NMHC’s white paper provides a framework for developing strong data privacy practices that support apartment firms’ efforts to comply with existing and evolving data privacy laws and standards, regardless of jurisdiction. Of course, apartment firms will need to work with internal legal and technology teams to ensure compliance with each law. But the paper highlights commonalities and trends in the space and identifies ways to bolster consumer privacy protections across the board in an effort to stay ahead of the curve and ahead of coming regulations. Specifically, the paper identifies and defines the common themes seen across current laws and proposed legislation and suggests high-level practical considerations companies should consider as they analyze whether emerging privacy requirements apply to their business practices and offers guidance on how to address each one.
The introduction of the European Union’s (EU) new privacy regime—the General Data Protection Regulation (GDPR)—in May 2018 initiated a marked shift in the global privacy standard. Soon thereafter, in June 2018, California enacted a landmark privacy law, the California Consumer Privacy Act (CCPA), which goes into effect on January 1, 2020. The CCPA directly impacts operations of businesses servicing California consumers and has also overhauled the U.S. approach to privacy regulation and created momentum for other U.S. states, and potentially the U.S. Congress, to introduce sweeping new privacy requirements.

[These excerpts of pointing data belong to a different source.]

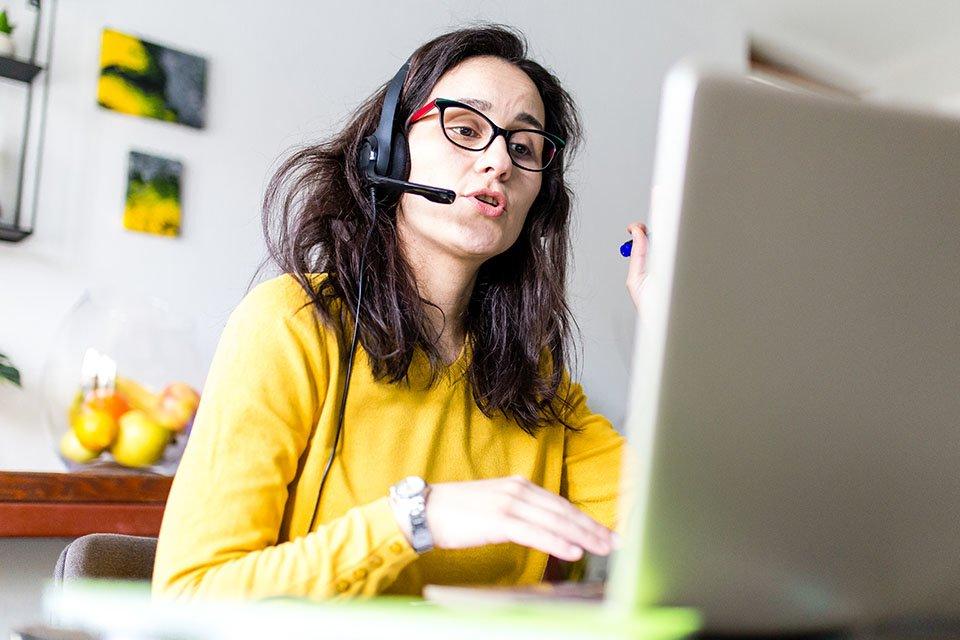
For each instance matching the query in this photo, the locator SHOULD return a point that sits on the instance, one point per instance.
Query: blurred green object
(8, 372)
(125, 609)
(5, 26)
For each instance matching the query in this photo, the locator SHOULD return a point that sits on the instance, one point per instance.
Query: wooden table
(68, 505)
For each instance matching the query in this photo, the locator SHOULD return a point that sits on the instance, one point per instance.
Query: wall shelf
(67, 505)
(18, 218)
(18, 70)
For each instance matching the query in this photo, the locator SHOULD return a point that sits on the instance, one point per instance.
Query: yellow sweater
(237, 521)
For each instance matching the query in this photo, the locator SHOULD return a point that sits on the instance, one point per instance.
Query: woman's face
(466, 229)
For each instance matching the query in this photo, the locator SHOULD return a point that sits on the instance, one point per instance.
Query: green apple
(141, 440)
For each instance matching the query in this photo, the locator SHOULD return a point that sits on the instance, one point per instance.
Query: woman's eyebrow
(483, 105)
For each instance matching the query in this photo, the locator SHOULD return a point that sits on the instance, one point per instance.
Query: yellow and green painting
(153, 195)
(149, 80)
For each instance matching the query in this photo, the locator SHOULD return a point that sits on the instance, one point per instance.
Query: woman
(459, 375)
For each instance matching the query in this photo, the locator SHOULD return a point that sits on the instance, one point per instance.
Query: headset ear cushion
(399, 158)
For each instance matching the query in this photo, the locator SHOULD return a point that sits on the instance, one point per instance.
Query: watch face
(410, 487)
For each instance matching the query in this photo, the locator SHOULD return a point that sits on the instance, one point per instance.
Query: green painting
(149, 80)
(153, 195)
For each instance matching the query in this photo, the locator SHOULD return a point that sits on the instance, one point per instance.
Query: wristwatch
(409, 496)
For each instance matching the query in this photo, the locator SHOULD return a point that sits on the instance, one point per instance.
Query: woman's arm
(592, 461)
(225, 511)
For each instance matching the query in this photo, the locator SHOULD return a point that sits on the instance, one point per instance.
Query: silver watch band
(410, 497)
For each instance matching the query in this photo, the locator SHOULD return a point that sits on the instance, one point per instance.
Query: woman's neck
(447, 283)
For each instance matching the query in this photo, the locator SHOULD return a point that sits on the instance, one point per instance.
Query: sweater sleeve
(592, 461)
(260, 404)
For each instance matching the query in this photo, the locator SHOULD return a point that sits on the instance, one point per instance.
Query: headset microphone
(433, 194)
(384, 157)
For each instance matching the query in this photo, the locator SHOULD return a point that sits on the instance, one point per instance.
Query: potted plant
(8, 373)
(6, 35)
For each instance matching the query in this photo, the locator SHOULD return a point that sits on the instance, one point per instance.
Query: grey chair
(107, 555)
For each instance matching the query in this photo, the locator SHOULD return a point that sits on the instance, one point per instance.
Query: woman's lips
(487, 209)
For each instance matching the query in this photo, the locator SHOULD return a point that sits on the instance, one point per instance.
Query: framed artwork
(153, 195)
(152, 81)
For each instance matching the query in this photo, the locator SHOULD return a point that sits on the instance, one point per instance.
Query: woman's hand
(472, 514)
(637, 271)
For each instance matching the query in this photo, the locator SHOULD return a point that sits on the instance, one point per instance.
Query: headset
(385, 161)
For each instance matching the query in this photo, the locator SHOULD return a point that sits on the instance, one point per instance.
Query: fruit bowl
(120, 384)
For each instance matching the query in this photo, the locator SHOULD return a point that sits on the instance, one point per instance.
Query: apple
(141, 440)
(177, 405)
(95, 428)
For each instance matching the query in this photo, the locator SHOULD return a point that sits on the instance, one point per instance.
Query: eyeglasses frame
(443, 103)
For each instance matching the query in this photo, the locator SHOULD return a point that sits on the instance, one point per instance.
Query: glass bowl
(120, 384)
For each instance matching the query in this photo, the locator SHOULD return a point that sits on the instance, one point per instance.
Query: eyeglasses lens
(469, 130)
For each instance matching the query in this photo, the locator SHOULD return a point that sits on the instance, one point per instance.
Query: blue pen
(627, 247)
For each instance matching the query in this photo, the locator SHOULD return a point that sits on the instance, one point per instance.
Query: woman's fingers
(559, 517)
(523, 532)
(476, 513)
(637, 270)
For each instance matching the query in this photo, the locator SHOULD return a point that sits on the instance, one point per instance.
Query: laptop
(794, 407)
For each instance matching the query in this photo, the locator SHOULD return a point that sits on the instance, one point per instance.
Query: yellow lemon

At their core, these new privacy laws inform—and in effect govern—how organizations collect and process data about individuals. Since apartment firms often collect, use and maintain vast amounts of information about residents, prospective residents and employees, evaluating the scope and potential impact of the constantly evolving privacy and security regulatory landscape is critical to maintaining successful business operations free from regulatory or consumer backlash. Relatedly, the industry’s use of and reliance on smart home technology likely will create additional complexities and challenges in managing and implementing information governance programs.
The impact of these new standards on U.S. businesses is important for three key reasons. First, many of the new regimes are intended to be industry agnostic. This means that traditional exceptions or carve outs for certain industries may not be available, and sector-specific considerations may not be taken into account in the development of new requirements.
Second, legislators and regulators are imposing privacy requirements beyond jurisdictional borders. The laws seek to regulate businesses processing information on their constituents, regardless of the physical location of the company. This means that businesses that collect information on individuals located in multiple jurisdictions can be subject to numerous laws, often with differing, and potentially conflicting, requirements that can create implementation and compliance challenges.
Finally, and perhaps most importantly, emerging privacy laws have increased companies’ liability and risk exposure with respect to the storage and processing of individuals’ data. Again, this NMHC white paper provides an overview of the emerging data privacy regulatory landscape, highlights potential associated challenges and offers practical considerations to help apartment firms navigate the complexities of the rapidly evolving frameworks.